Open Source Isn't Open Governance
When I watch teams evaluate open source projects, I notice most of them check two things: the license, and whether the project looks active. Commits in the last month, responsive maintainers, a reasonable release cadence, stars and contributors trending the right way. Both of those signals matter - a project without an OSI-approved license carries a different risk profile than one that has one, and a project that hasn't been committed to in a year is probably not a safe bet.
But those two signals, even taken together, don't tell you much about who actually controls the project, who gets to decide its direction, or what happens if the company behind it changes its mind. That's governance, and it's the signal most evaluations skip - not because people don't care, but because it's harder to check than licensing or commit activity, and nobody has really taught them where to look.
This post focuses on the CNCF and friends - the CNCF specifically, the Linux Foundation umbrellas nearby (LF Edge, NeoNephos), and a couple of LF projects that share governance DNA. That's the neighborhood I'm invested in at the moment. There are plenty of good governance stories in other foundations and in projects outside any foundation at all, but a full tour would make this post much longer than I want it to be. The questions I end up with transfer; apply them wherever you're evaluating.
What governance actually is, and why it matters now more than ever
Governance is the set of rules determining who makes decisions about a project. Who merges code. Who decides the roadmap. What happens if maintainers disagree, or if the company behind the project is acquired or changes direction. These procedural questions are what determine whether software you depend on will still be serving you in five years.

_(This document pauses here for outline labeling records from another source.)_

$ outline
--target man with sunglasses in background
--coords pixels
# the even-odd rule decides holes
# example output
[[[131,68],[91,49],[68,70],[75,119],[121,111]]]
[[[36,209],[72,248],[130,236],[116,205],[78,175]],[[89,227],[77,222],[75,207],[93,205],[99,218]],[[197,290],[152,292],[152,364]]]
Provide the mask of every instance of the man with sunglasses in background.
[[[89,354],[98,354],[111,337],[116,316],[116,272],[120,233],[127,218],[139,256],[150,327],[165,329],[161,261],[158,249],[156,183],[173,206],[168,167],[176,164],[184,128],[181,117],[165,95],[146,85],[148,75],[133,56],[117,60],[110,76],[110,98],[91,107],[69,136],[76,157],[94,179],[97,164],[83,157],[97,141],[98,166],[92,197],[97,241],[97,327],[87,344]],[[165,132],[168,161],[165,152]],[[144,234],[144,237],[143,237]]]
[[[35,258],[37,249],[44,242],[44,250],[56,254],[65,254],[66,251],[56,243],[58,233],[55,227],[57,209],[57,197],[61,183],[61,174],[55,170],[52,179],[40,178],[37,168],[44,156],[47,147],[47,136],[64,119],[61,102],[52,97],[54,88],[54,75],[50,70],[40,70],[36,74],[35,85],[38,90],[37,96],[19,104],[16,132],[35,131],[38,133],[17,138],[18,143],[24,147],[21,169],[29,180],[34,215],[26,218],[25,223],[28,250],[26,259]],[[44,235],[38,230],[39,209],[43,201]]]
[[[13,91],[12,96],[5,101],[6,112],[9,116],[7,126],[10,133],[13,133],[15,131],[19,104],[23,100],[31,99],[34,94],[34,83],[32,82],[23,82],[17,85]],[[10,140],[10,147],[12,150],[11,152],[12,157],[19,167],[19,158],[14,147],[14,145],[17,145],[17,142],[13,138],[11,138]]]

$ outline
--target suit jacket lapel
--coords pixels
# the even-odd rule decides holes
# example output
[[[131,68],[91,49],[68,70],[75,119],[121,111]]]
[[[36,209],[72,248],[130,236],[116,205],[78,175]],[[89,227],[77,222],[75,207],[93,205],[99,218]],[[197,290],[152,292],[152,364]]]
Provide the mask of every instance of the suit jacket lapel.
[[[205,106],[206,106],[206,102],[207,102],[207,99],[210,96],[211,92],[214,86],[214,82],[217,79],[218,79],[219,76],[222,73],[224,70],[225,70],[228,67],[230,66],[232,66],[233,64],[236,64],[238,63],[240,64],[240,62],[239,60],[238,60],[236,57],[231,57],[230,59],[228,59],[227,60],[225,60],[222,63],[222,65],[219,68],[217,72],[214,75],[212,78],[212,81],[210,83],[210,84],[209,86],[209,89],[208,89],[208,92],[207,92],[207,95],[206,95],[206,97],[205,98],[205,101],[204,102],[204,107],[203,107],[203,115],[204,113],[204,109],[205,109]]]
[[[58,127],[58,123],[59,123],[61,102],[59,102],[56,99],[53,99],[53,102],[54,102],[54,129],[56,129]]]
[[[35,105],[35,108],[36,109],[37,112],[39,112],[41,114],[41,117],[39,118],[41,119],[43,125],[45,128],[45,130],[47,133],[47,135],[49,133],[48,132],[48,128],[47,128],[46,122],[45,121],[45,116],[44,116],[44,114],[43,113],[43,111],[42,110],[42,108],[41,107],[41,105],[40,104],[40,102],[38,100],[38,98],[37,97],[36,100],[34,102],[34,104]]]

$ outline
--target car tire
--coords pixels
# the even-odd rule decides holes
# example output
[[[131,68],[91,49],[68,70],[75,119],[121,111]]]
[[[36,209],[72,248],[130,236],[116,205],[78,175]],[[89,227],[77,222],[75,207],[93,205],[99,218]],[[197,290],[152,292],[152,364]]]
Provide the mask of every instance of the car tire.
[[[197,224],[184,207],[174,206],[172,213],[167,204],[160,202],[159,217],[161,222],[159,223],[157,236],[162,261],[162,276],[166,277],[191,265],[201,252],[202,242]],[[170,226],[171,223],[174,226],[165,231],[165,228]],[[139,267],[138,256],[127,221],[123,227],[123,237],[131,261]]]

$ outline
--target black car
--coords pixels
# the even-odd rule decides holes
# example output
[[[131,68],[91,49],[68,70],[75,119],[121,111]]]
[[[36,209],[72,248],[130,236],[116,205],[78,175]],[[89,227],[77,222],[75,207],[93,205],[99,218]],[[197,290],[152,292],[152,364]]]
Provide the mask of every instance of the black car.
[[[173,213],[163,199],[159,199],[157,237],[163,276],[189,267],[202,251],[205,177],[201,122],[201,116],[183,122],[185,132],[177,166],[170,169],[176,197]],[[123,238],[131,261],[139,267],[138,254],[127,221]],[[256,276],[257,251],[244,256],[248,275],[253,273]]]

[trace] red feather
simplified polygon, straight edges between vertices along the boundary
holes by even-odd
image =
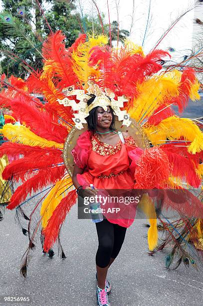
[[[32,192],[35,192],[37,190],[42,190],[47,185],[55,184],[62,178],[65,169],[65,166],[62,166],[41,170],[32,178],[27,180],[24,184],[17,187],[6,208],[13,210],[25,200],[28,194],[31,195]]]
[[[52,148],[45,148],[43,151],[39,150],[27,154],[26,157],[11,162],[4,169],[2,176],[4,180],[13,178],[18,181],[23,181],[27,172],[28,176],[32,175],[32,172],[35,170],[48,169],[52,165],[63,162],[61,151]]]
[[[8,81],[11,84],[11,85],[16,86],[19,89],[24,90],[26,89],[26,84],[23,80],[20,78],[16,78],[14,76],[11,76],[8,78]]]
[[[40,80],[40,74],[31,74],[27,80],[29,90],[33,92],[42,94],[49,101],[49,107],[52,108],[57,112],[58,116],[62,117],[69,123],[74,124],[72,120],[73,110],[70,106],[65,107],[60,104],[57,99],[62,100],[64,96],[60,93],[55,88],[51,86],[46,79]]]
[[[174,110],[171,107],[169,106],[163,110],[165,107],[166,107],[166,106],[162,104],[155,110],[154,113],[149,118],[148,121],[148,124],[157,126],[162,121],[162,120],[164,120],[164,119],[166,119],[166,118],[168,118],[175,114]],[[160,110],[161,110],[161,112],[157,114]]]
[[[36,135],[47,140],[64,142],[68,134],[67,129],[59,125],[57,119],[47,111],[40,110],[34,102],[28,104],[22,97],[13,102],[11,109],[15,118],[21,124],[25,122]]]
[[[73,50],[75,50],[80,44],[84,44],[87,35],[86,34],[80,34],[79,37],[75,40],[75,42],[68,48],[68,52],[72,52]]]
[[[65,36],[61,30],[50,36],[42,47],[42,54],[47,60],[50,60],[54,76],[59,78],[58,88],[75,84],[78,80],[73,72],[72,62],[63,42]]]
[[[158,148],[145,150],[137,164],[134,174],[135,188],[162,186],[171,172],[167,154]]]
[[[57,238],[61,225],[64,222],[67,214],[76,203],[77,194],[75,190],[68,192],[63,198],[54,211],[47,226],[43,230],[45,236],[43,249],[47,252]]]
[[[162,147],[162,148],[167,154],[169,162],[172,166],[172,174],[186,180],[191,186],[198,188],[202,180],[196,173],[193,161],[174,152],[170,152],[167,150],[167,146],[165,148]]]

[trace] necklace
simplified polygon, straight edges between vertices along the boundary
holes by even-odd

Distributed governance - multi-vendor, auditable, with decisions made in public - has real benefits. The project outlives any one company's interest. Decisions get made by people with different perspectives, which generally produces better technical outcomes. You get a legible, predictable path for raising issues and having them addressed. And you get something harder to name: the quiet confidence that you're not betting your platform on one CEO's roadmap.
Concentrated governance - typically single-vendor, often implicit, usually fine right now - has its own benefits. Decisions are faster. Direction is clearer. There's no committee. A small team that knows what it's doing can move a project forward quickly, and plenty of excellent software has been built this way. The trade-off is that you're betting on that team's continued interest, alignment, and financial health. When those align with your own interests, it's a great bet. When they don't, you have limited recourse.
Neither are right or wrong. They are just different models that have different pros and cons in this context.
What has changed recently is that the volume of code available is about to increase dramatically. AI-assisted development is going to produce a lot more code - and a lot of that code will be published as open source by individuals or small groups who haven't put any governance structure in place, because there hasn't been time to. At the same time, existing open source projects are going to see more contributions flowing in than their maintainers can realistically review. In both cases, governance is the thing that helps. For new projects, governance is what distinguishes "published as open source" from "maintained as open source." For existing projects, the right governance structures are how you absorb a surge of contributions without losing the quality bar.
That shift is what makes governance checking more load-bearing now than it was a few years ago. "It's open source" used to carry an implicit governance signal - if something was open source, there was probably a person accountable to a community somewhere. As the total pool of open source code grows faster than the pool of accountable maintainers, that implicit signal weakens. Foundations are one of the more reliable ways to tell the difference between "open source with real stewardship" and "open source with whoever is around."
That's the context this post is set in.